On April 6, Haster’s attorneys gave a statement of apology for the former House speaker and asked a federal judge to give their client probation for his offense, rather than a prison sentence, CNN reports.
“First and foremost, Mr. Hastert is deeply sorry and apologizes for his misconduct that occurred decades ago and resulting harm he caused to others,” Hastert’s attorneys wrote in their statement.
Decades before he became the House speaker, Hastert was a wrestling coach in Yorkville, Illinois. The misconduct he apologized for in court was that he had allegedly molested one of his students.
For years, Hastert paid off his former student to not make the accusations public. In an effort to avoid the scrutiny of federal reporting requirements, Hastert had made 106 separate bank withdrawals to amass $952,000 in payments, Politico reports.
Hastert made a plea deal in 2015. Prosecutors have only sought a sentence of zero to six months in jail, although a federal judge is allowed to make a harsher ruling.
Hastert’s attorneys asked the judge to take Hastert’s years of public service and his ailing health into account. They argued that the public humiliation he had suffered was punishment enough, according to The Huffington Post.
“He knows that, for the rest of his life, wherever he goes, the public warmth and affection that he previously received will be replaced by hostility and isolation,” Hastert’s attorneys wrote.
“Mr. Hastert recognizes that this change is due to his own conduct and is not in any way the fault of others, who rightly disapprove, but iti is nonetheless painful for him,” the attorneys added.
On April 7, the Chicago Tribune revealed that three other former students of Hastert made accusations of sexual molestation, accounts that Illinois law enforcement found credible.

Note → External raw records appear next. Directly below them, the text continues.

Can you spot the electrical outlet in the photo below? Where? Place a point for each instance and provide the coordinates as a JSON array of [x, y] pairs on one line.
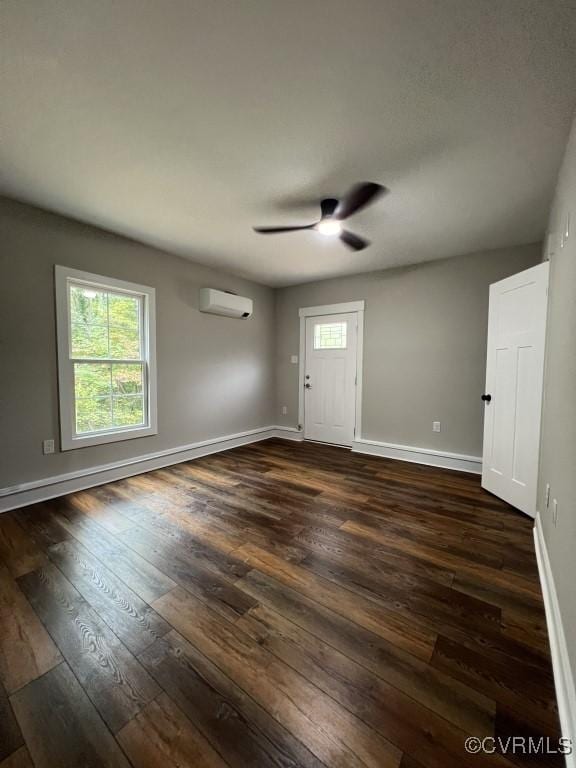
[[554, 511]]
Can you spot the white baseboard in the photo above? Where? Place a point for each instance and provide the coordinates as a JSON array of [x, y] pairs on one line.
[[49, 487], [563, 675], [457, 461]]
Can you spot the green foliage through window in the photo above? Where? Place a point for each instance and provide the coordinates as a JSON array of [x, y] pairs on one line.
[[106, 326]]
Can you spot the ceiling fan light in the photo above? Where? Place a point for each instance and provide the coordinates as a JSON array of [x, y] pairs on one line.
[[329, 227]]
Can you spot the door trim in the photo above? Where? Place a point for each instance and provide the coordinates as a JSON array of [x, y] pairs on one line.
[[347, 307]]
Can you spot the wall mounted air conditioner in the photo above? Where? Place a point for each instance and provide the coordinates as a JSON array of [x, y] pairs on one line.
[[223, 303]]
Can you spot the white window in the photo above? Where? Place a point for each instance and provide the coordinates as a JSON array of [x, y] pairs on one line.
[[106, 359], [330, 336]]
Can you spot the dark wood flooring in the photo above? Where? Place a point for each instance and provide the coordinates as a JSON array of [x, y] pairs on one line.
[[278, 605]]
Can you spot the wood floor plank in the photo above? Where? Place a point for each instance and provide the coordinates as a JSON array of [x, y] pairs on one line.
[[61, 727], [18, 551], [115, 682], [330, 731], [26, 649], [184, 569], [129, 617], [89, 504], [459, 704], [141, 576], [510, 683], [440, 557], [41, 525], [404, 633], [394, 715], [19, 759], [242, 731], [161, 736], [10, 734]]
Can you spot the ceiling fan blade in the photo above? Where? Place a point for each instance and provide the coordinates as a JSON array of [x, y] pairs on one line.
[[277, 230], [353, 241], [359, 197]]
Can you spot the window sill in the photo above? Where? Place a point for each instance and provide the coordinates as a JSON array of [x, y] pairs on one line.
[[85, 441]]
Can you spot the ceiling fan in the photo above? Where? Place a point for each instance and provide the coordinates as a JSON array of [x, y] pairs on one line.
[[335, 211]]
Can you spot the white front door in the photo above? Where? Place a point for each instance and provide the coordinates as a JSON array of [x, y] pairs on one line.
[[330, 378], [513, 394]]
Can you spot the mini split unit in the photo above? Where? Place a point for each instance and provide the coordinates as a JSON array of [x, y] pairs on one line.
[[224, 303]]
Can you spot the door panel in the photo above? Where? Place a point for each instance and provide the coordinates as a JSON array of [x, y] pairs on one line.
[[330, 378], [514, 374]]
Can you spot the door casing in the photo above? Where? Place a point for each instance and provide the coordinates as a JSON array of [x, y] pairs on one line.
[[332, 309]]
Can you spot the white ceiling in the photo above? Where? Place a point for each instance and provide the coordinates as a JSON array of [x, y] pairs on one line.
[[182, 123]]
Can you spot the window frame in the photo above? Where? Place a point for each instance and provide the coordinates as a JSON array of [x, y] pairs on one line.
[[69, 438]]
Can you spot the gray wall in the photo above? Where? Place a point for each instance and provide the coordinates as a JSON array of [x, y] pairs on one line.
[[424, 346], [215, 374], [558, 449]]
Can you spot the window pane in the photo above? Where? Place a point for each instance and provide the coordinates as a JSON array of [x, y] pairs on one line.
[[93, 413], [124, 343], [128, 411], [330, 336], [89, 340], [127, 379], [124, 311], [91, 379], [88, 305]]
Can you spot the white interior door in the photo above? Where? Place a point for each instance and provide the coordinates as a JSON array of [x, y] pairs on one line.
[[330, 378], [513, 394]]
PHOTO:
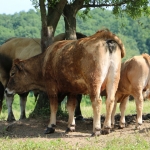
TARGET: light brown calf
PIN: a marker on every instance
(135, 81)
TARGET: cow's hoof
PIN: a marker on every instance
(11, 119)
(122, 125)
(70, 129)
(22, 118)
(138, 127)
(105, 131)
(80, 118)
(49, 130)
(97, 132)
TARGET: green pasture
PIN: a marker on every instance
(86, 107)
(131, 142)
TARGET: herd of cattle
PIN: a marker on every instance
(90, 65)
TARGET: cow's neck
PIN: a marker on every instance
(35, 65)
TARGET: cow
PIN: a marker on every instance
(23, 48)
(135, 81)
(85, 66)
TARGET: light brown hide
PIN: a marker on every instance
(77, 67)
(135, 81)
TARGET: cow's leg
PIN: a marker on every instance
(123, 105)
(96, 101)
(9, 101)
(139, 109)
(111, 88)
(71, 104)
(113, 115)
(23, 99)
(53, 109)
(78, 113)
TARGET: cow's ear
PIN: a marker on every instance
(16, 61)
(18, 64)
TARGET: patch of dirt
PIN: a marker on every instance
(34, 128)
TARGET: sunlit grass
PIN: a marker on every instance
(130, 142)
(16, 107)
(86, 107)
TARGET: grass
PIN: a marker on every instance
(130, 142)
(86, 107)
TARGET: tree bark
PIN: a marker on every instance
(70, 11)
(49, 24)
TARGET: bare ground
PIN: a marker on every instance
(34, 128)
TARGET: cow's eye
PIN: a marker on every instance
(12, 74)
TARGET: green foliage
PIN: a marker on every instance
(134, 33)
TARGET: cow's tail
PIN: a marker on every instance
(109, 37)
(120, 44)
(1, 96)
(147, 58)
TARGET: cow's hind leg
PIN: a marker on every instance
(23, 99)
(113, 115)
(9, 102)
(139, 108)
(123, 105)
(78, 113)
(53, 109)
(96, 101)
(111, 88)
(71, 104)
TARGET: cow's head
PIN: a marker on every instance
(18, 81)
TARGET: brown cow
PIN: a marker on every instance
(85, 66)
(135, 81)
(22, 48)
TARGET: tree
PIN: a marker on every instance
(69, 9)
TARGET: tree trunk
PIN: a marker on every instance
(70, 11)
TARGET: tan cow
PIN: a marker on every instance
(85, 66)
(135, 81)
(21, 48)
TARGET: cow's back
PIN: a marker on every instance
(75, 64)
(21, 48)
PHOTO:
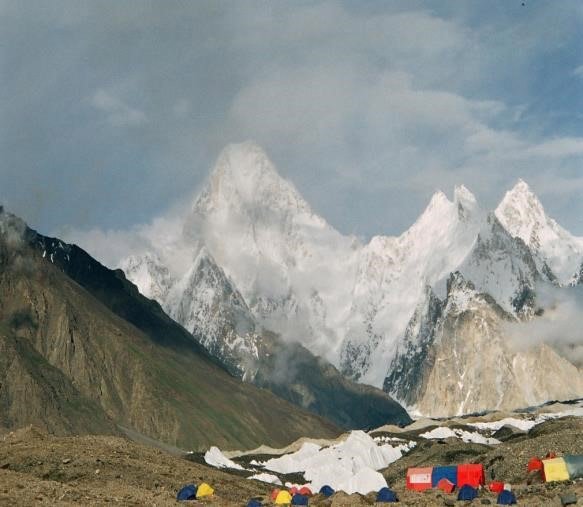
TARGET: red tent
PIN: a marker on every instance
(534, 464)
(446, 485)
(470, 474)
(419, 479)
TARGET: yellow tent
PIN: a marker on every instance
(555, 470)
(204, 490)
(283, 498)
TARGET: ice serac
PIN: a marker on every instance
(523, 216)
(471, 337)
(392, 276)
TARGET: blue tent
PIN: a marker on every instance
(299, 500)
(466, 492)
(506, 498)
(187, 493)
(438, 473)
(326, 491)
(386, 495)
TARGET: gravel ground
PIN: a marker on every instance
(38, 469)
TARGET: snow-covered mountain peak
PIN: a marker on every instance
(246, 181)
(466, 202)
(521, 212)
(150, 274)
(522, 215)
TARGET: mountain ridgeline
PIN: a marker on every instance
(434, 316)
(84, 352)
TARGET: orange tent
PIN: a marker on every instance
(419, 479)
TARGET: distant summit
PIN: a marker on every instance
(383, 307)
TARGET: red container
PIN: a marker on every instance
(470, 474)
(446, 485)
(419, 479)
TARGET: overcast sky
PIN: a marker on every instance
(113, 112)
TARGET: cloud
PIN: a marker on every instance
(559, 326)
(365, 108)
(118, 113)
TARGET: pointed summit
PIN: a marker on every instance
(465, 201)
(521, 213)
(462, 194)
(244, 178)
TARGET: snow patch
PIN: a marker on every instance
(214, 457)
(264, 477)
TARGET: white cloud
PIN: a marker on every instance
(118, 113)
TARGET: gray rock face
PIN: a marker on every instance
(406, 379)
(457, 375)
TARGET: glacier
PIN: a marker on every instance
(272, 263)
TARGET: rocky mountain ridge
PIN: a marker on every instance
(353, 303)
(85, 352)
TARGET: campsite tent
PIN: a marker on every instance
(466, 492)
(470, 474)
(419, 479)
(204, 490)
(298, 499)
(574, 466)
(187, 493)
(534, 464)
(506, 498)
(496, 487)
(555, 470)
(449, 473)
(446, 485)
(283, 498)
(385, 495)
(326, 491)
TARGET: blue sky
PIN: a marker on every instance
(113, 112)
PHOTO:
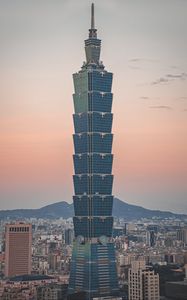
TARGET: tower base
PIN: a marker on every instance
(93, 270)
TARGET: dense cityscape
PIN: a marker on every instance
(157, 247)
(93, 254)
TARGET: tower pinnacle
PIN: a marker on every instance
(92, 17)
(92, 30)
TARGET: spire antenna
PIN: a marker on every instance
(92, 17)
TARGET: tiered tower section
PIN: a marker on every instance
(93, 266)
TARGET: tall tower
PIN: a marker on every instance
(93, 266)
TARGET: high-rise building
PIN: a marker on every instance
(182, 235)
(150, 238)
(143, 282)
(68, 236)
(93, 265)
(18, 243)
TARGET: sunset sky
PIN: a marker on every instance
(144, 43)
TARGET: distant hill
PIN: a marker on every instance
(65, 210)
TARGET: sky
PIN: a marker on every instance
(144, 43)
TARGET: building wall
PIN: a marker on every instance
(18, 249)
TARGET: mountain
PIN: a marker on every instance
(65, 210)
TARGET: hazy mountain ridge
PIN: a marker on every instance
(65, 210)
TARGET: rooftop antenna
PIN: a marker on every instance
(92, 17)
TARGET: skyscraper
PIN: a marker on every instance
(18, 243)
(143, 282)
(93, 266)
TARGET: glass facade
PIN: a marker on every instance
(93, 264)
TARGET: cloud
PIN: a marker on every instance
(160, 80)
(134, 60)
(144, 98)
(161, 107)
(170, 77)
(182, 76)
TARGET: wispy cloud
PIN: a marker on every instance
(161, 107)
(134, 60)
(144, 98)
(170, 77)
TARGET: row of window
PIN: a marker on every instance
(19, 229)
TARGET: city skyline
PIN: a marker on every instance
(147, 53)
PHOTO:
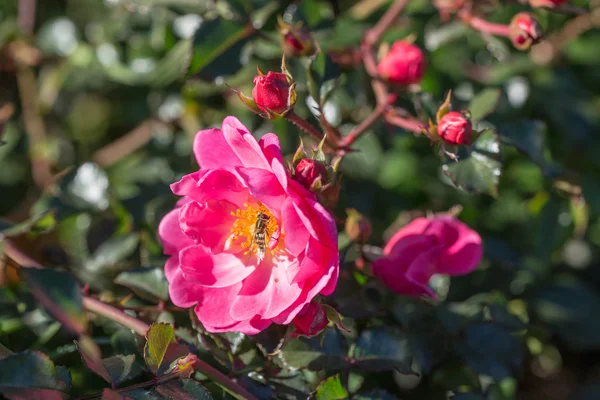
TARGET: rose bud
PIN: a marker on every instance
(358, 227)
(455, 128)
(403, 65)
(272, 93)
(524, 31)
(547, 3)
(310, 173)
(310, 321)
(296, 40)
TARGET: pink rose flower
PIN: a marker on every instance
(442, 245)
(403, 65)
(249, 246)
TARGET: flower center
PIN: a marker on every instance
(258, 225)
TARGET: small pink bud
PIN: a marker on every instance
(403, 65)
(308, 171)
(524, 31)
(296, 39)
(310, 321)
(358, 227)
(455, 128)
(547, 3)
(272, 92)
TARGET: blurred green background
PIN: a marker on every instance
(100, 101)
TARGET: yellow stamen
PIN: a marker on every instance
(245, 224)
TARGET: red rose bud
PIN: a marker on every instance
(524, 31)
(455, 128)
(310, 321)
(272, 92)
(358, 227)
(403, 65)
(308, 171)
(448, 7)
(296, 40)
(547, 3)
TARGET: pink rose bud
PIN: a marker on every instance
(547, 3)
(423, 248)
(272, 92)
(308, 171)
(310, 321)
(524, 31)
(358, 227)
(296, 39)
(455, 128)
(403, 65)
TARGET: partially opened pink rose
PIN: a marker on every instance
(248, 245)
(441, 245)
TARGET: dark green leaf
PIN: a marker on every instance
(161, 348)
(184, 389)
(479, 170)
(484, 103)
(30, 375)
(316, 353)
(331, 389)
(149, 283)
(59, 294)
(381, 350)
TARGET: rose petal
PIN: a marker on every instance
(170, 233)
(213, 270)
(213, 151)
(243, 144)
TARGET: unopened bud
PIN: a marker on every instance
(358, 227)
(455, 128)
(524, 31)
(403, 65)
(310, 173)
(296, 40)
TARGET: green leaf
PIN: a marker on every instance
(119, 367)
(30, 375)
(477, 171)
(528, 137)
(316, 353)
(149, 283)
(41, 223)
(489, 350)
(484, 103)
(331, 389)
(184, 389)
(92, 357)
(380, 350)
(170, 68)
(565, 308)
(161, 348)
(215, 41)
(59, 293)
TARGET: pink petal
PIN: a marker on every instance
(182, 292)
(264, 187)
(210, 223)
(187, 184)
(219, 184)
(243, 144)
(297, 240)
(170, 233)
(265, 293)
(213, 151)
(414, 228)
(213, 270)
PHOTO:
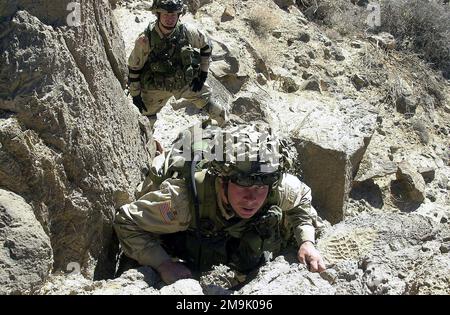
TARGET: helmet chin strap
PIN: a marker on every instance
(169, 28)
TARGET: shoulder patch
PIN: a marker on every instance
(167, 214)
(142, 40)
(290, 191)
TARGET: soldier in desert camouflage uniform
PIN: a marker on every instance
(171, 59)
(235, 210)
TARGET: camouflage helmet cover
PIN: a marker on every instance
(252, 155)
(167, 6)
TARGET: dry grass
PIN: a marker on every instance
(263, 21)
(342, 16)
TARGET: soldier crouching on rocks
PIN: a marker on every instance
(237, 210)
(165, 63)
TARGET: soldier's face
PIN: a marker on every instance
(168, 20)
(246, 201)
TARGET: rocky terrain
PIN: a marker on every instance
(370, 124)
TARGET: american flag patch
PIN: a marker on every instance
(166, 213)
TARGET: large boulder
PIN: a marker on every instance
(331, 144)
(25, 251)
(71, 143)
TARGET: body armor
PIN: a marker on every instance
(172, 63)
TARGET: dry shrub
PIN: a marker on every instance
(343, 16)
(421, 26)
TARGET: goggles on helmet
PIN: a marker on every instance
(261, 179)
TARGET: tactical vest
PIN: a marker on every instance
(240, 243)
(172, 63)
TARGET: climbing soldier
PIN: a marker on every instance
(171, 59)
(234, 210)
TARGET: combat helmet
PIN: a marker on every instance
(167, 6)
(252, 155)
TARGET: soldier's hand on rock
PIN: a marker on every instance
(139, 103)
(197, 83)
(171, 271)
(310, 256)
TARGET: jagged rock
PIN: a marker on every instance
(249, 109)
(289, 85)
(277, 33)
(141, 281)
(375, 171)
(384, 40)
(330, 147)
(228, 14)
(338, 54)
(302, 61)
(304, 37)
(381, 252)
(261, 79)
(356, 44)
(421, 130)
(183, 287)
(326, 53)
(71, 142)
(359, 82)
(406, 104)
(410, 183)
(427, 173)
(283, 4)
(314, 84)
(280, 277)
(194, 5)
(26, 253)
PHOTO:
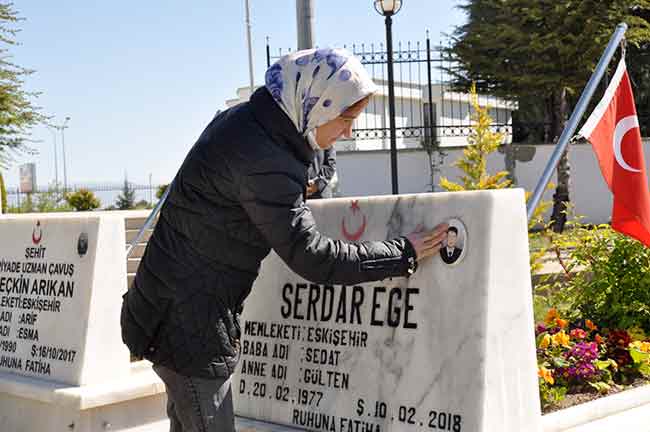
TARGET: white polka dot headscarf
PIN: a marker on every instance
(315, 86)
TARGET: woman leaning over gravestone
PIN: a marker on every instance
(240, 193)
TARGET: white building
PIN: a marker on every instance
(451, 111)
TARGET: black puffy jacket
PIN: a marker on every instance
(239, 193)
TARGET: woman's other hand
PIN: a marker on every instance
(428, 242)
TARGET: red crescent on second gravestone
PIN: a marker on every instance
(358, 233)
(37, 240)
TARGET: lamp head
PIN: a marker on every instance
(388, 7)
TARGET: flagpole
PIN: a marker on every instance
(577, 114)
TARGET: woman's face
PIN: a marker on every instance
(328, 133)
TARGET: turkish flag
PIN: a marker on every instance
(613, 131)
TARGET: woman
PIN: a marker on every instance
(239, 193)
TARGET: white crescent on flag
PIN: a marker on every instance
(622, 127)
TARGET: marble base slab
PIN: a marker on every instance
(451, 348)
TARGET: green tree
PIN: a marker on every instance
(482, 141)
(543, 49)
(83, 200)
(126, 200)
(18, 114)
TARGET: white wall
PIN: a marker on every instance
(368, 173)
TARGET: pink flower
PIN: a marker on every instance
(578, 333)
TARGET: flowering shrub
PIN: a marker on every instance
(575, 357)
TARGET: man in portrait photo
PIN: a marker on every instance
(450, 253)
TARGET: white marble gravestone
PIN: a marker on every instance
(57, 299)
(450, 349)
(63, 366)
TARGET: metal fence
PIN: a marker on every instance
(428, 110)
(106, 192)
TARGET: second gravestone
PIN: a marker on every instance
(449, 349)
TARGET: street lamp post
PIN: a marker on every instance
(62, 128)
(388, 8)
(56, 158)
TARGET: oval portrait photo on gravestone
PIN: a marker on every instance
(455, 246)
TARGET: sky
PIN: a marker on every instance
(141, 80)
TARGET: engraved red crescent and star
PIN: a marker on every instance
(355, 234)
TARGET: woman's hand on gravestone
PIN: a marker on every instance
(428, 242)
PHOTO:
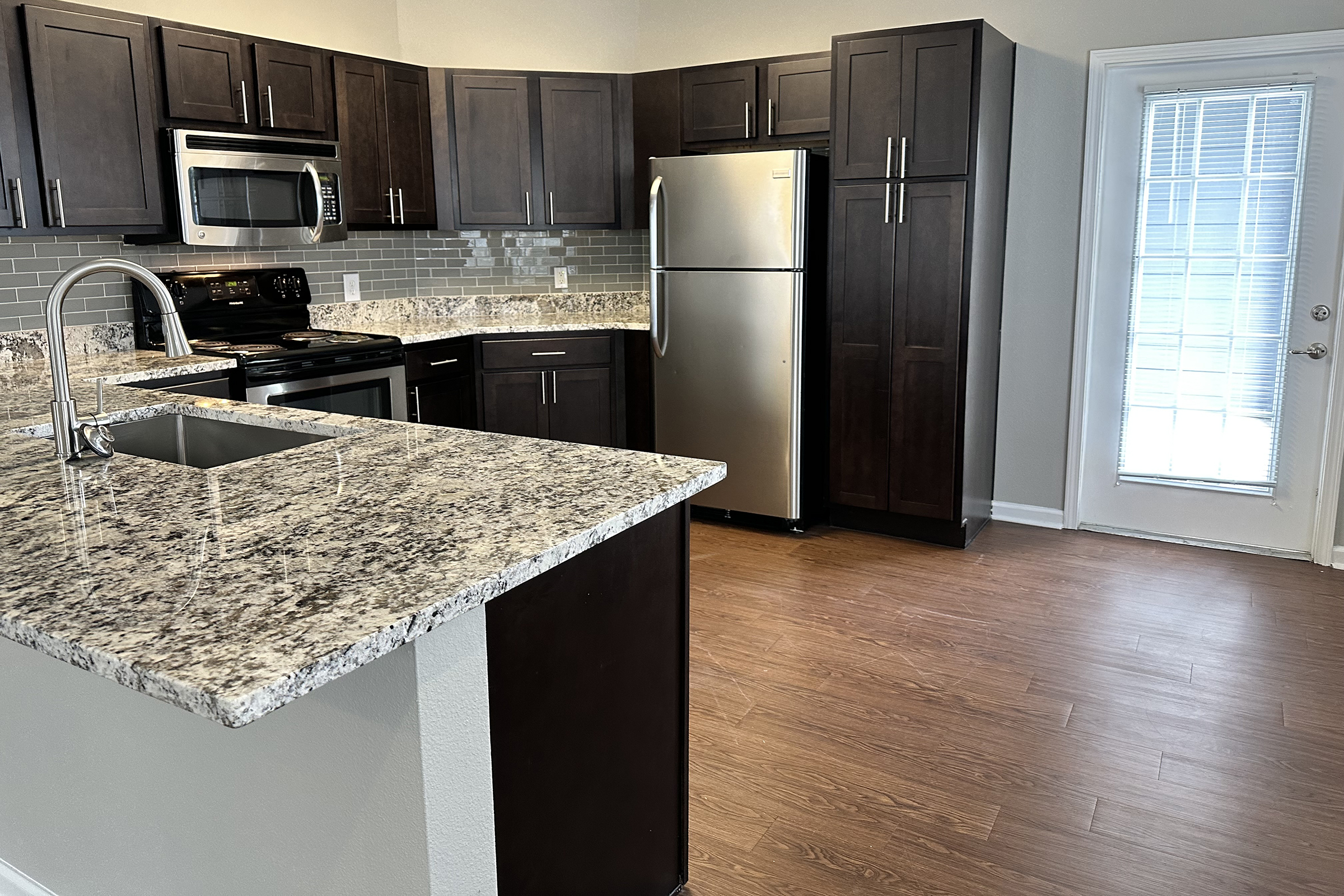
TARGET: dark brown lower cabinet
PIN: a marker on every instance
(563, 405)
(589, 719)
(512, 403)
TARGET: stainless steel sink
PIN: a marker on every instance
(203, 442)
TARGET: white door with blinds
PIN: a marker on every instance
(1218, 246)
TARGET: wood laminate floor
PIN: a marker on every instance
(1043, 713)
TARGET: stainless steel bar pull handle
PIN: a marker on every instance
(1316, 351)
(19, 211)
(61, 203)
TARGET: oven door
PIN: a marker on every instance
(380, 394)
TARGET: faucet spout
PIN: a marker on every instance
(64, 419)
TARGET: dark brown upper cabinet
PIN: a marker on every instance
(904, 105)
(578, 151)
(203, 76)
(410, 151)
(382, 115)
(936, 102)
(362, 127)
(95, 115)
(494, 151)
(867, 112)
(530, 150)
(799, 97)
(290, 88)
(718, 102)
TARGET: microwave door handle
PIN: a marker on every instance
(318, 193)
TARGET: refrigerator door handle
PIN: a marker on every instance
(655, 193)
(660, 343)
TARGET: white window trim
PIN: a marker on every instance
(1103, 66)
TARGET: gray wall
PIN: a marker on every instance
(390, 265)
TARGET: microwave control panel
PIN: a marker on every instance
(331, 198)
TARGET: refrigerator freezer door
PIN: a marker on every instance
(729, 386)
(738, 211)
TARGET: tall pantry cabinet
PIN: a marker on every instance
(921, 123)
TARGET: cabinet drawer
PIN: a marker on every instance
(444, 359)
(546, 352)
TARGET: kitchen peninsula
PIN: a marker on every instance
(405, 659)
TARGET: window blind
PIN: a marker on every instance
(1213, 284)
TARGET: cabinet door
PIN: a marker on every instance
(92, 101)
(515, 403)
(718, 104)
(362, 127)
(448, 402)
(290, 88)
(581, 406)
(936, 102)
(410, 155)
(578, 156)
(862, 258)
(799, 97)
(203, 76)
(494, 151)
(867, 112)
(925, 336)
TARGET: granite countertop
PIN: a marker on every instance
(427, 329)
(234, 590)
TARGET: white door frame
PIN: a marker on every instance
(1101, 66)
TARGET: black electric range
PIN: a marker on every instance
(260, 318)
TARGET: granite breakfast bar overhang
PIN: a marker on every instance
(480, 624)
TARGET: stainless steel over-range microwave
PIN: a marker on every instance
(244, 190)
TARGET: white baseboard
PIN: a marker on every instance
(15, 883)
(1027, 515)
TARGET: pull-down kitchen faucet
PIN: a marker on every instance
(72, 435)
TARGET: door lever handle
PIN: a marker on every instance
(1316, 351)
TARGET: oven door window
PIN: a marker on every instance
(371, 398)
(246, 198)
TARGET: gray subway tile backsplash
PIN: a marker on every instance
(390, 265)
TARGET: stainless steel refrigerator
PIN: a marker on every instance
(729, 245)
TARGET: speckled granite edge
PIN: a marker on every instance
(237, 712)
(92, 339)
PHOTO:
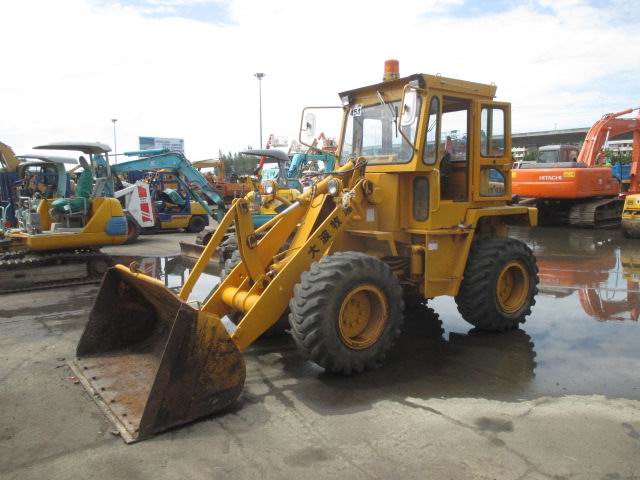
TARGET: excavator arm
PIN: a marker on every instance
(178, 163)
(609, 126)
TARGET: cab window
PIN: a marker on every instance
(492, 132)
(431, 137)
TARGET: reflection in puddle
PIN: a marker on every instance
(582, 337)
(585, 322)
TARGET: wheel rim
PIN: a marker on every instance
(512, 288)
(363, 315)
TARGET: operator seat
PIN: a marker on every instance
(79, 205)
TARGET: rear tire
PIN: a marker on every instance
(196, 224)
(133, 230)
(346, 312)
(499, 286)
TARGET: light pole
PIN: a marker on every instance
(259, 76)
(115, 144)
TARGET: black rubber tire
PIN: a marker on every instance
(196, 224)
(315, 308)
(133, 230)
(476, 300)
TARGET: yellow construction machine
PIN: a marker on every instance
(57, 240)
(409, 213)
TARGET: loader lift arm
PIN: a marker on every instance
(183, 361)
(178, 163)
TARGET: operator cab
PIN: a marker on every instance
(92, 182)
(440, 141)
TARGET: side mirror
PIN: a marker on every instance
(309, 125)
(409, 108)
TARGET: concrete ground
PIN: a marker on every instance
(558, 399)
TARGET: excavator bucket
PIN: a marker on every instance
(151, 361)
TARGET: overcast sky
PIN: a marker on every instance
(184, 68)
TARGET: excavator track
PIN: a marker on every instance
(599, 213)
(24, 272)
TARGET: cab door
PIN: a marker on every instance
(491, 152)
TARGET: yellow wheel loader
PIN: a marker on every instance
(57, 240)
(417, 208)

One of Hastert’s accusers died decades ago, but his sister will testify in court that Hastert had sexually abused her brother.
Among other revelations is that Hastert had contacted a family member of one of his alleged victims to request a character reference.
Hastert is scheduled to be sentenced in April 27. The statute of limitations for his alleged sexual abuse of students has already been reached and he cannot be tried for those alleged crimes.